When asked whether recent military activity was related to the comments made during the G7 summit, Ma Xiaoguang, spokesman for China’s Taiwan Affairs Office, blamed Taiwan’s government for the tensions.

He said: “We will never tolerate attempts to seek independence or wanton intervention in the Taiwan issue by foreign forces, so we need to make a strong response to these acts of collusion.”

World leaders came together over the weekend for the G7 summit in Cornwall, during which the premiers urged China to “respect human rights and fundamental freedoms” in relation to the Uyghur Muslim minority group and Hong Kong pro-democracy protesters.
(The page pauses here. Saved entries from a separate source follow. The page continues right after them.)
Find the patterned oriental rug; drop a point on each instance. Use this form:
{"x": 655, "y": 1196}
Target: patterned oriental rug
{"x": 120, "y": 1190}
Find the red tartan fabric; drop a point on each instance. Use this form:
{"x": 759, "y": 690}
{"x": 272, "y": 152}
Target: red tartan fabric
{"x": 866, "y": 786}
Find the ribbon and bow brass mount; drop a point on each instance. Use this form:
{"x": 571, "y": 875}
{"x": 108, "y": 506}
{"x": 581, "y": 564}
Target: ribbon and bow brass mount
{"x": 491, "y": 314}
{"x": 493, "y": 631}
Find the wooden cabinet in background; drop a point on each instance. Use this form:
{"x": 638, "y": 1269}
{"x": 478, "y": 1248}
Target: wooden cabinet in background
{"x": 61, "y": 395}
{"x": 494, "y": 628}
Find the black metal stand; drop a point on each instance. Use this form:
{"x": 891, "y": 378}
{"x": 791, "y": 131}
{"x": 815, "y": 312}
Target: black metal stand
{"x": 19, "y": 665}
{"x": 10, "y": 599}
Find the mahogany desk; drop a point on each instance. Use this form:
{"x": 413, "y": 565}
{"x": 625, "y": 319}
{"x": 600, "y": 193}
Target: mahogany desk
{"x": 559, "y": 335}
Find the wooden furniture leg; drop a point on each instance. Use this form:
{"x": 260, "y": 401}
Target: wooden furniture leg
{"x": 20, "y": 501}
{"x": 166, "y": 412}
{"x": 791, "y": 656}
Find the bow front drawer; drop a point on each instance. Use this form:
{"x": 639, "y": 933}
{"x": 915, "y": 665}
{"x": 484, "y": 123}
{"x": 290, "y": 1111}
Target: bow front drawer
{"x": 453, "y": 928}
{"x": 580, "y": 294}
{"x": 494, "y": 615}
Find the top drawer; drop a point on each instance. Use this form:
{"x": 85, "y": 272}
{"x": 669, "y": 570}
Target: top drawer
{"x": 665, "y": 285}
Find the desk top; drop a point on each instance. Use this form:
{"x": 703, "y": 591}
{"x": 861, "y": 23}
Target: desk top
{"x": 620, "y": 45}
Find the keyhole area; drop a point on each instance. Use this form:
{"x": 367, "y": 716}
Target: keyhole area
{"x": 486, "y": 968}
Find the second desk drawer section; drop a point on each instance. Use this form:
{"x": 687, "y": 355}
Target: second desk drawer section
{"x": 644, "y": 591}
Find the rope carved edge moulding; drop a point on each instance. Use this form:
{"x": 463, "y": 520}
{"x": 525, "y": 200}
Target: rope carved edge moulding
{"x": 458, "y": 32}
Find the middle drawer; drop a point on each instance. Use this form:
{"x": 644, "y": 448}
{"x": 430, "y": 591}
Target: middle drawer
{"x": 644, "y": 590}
Within two days of the latest summit, at least 28 warplanes, including nuclear-capable bombers, entered Taiwan’s Air Defence Identification Zone (ADIZ) in the largest incursion to date.
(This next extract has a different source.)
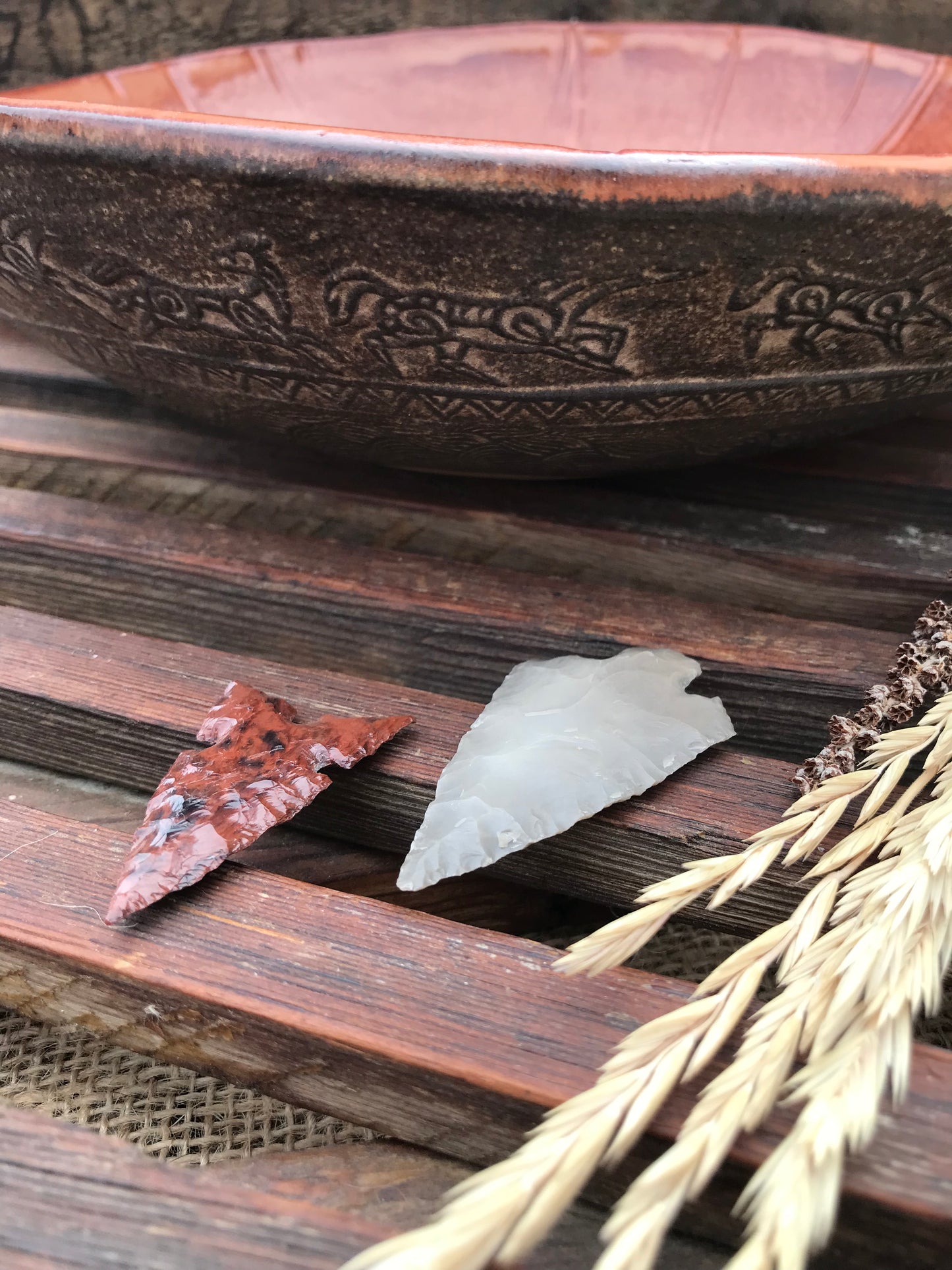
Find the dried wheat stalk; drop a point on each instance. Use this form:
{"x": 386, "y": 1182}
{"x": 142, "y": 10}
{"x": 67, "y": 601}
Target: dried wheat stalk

According to Taipei, 14 J-16, six J-11 fighters and four nuclear capable H-6 bombers were used in the Chinese mission.

Taiwan also reported several other warplanes ranging from anti-submarine, electronic warfare and early warning aircraft.
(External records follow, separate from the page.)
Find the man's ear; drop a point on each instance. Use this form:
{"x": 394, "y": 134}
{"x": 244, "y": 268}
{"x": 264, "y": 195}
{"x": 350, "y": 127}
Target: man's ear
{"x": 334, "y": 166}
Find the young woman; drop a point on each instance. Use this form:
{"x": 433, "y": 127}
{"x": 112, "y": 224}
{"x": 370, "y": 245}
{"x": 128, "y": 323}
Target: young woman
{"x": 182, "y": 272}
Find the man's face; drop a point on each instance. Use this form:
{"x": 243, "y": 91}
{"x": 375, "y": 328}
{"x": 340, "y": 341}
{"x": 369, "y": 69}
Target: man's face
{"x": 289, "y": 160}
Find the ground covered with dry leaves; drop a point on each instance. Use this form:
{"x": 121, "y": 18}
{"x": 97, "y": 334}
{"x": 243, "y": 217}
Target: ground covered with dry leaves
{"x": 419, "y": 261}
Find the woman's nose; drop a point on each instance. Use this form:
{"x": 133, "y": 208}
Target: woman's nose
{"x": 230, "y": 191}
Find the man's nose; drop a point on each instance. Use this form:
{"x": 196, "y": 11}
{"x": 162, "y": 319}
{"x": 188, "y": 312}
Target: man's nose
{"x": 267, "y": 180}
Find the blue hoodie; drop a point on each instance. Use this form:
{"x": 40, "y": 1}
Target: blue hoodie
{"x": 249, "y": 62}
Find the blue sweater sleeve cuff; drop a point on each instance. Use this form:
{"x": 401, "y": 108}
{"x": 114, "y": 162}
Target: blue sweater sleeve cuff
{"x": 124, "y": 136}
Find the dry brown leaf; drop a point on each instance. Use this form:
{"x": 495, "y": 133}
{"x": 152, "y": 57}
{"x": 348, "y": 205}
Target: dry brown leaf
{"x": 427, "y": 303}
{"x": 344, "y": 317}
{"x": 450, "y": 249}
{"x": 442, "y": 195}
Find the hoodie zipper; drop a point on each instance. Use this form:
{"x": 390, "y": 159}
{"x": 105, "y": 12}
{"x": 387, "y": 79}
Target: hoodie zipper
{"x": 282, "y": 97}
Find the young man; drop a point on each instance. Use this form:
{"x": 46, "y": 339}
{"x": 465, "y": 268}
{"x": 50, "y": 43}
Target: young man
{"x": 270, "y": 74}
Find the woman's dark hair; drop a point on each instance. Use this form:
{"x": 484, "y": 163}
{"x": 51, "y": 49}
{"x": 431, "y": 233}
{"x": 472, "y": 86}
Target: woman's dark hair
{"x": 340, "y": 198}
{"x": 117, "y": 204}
The fly-by also occurred on the same day the USS Ronald Reagan and its corresponding carrier group entered the South China Sea.

Lieutenant Commander Joe Keiley, a spokesperson from the carrier group reported there was no interaction with any Chinese military aircraft.

However, a senior official familiar with Taiwan’s security planning told Reuters news agency that China wanted to send a message.

The source said: “It’s strategic intimidation of the US military. They wanted the United States to notice their capability and for them to restrain their behaviour.”

They added the latest incursion served to increase “air defence pressure around our ADIZ”.

China’s latest actions also follow a NATO summit in Brussels on Monday in which leaders noted Beijing posed “systemic challenges” to international rules and values.

Responding to the NATO comments on Tuesday, a spokesperson for the Chinese Mission to the European Union accused the military alliance of slander and called on NATO to be more rational.

The Chinese spokesperson said: “We will follow very closely NATO’s strategic adjustment and its policy adjustment towards China.

“China will not present ‘systemic challenges’ to anyone, but we will not sit by and do nothing if ‘systemic challenges’ come closer to us.”

They also urged the military alliance to stop “hyping up in any forum the so-called ‘China threat’.”

China’s total military expenditure is around £148.4bn but is a fraction of the total sum of NATO’s allies which comes to around £795.3bn.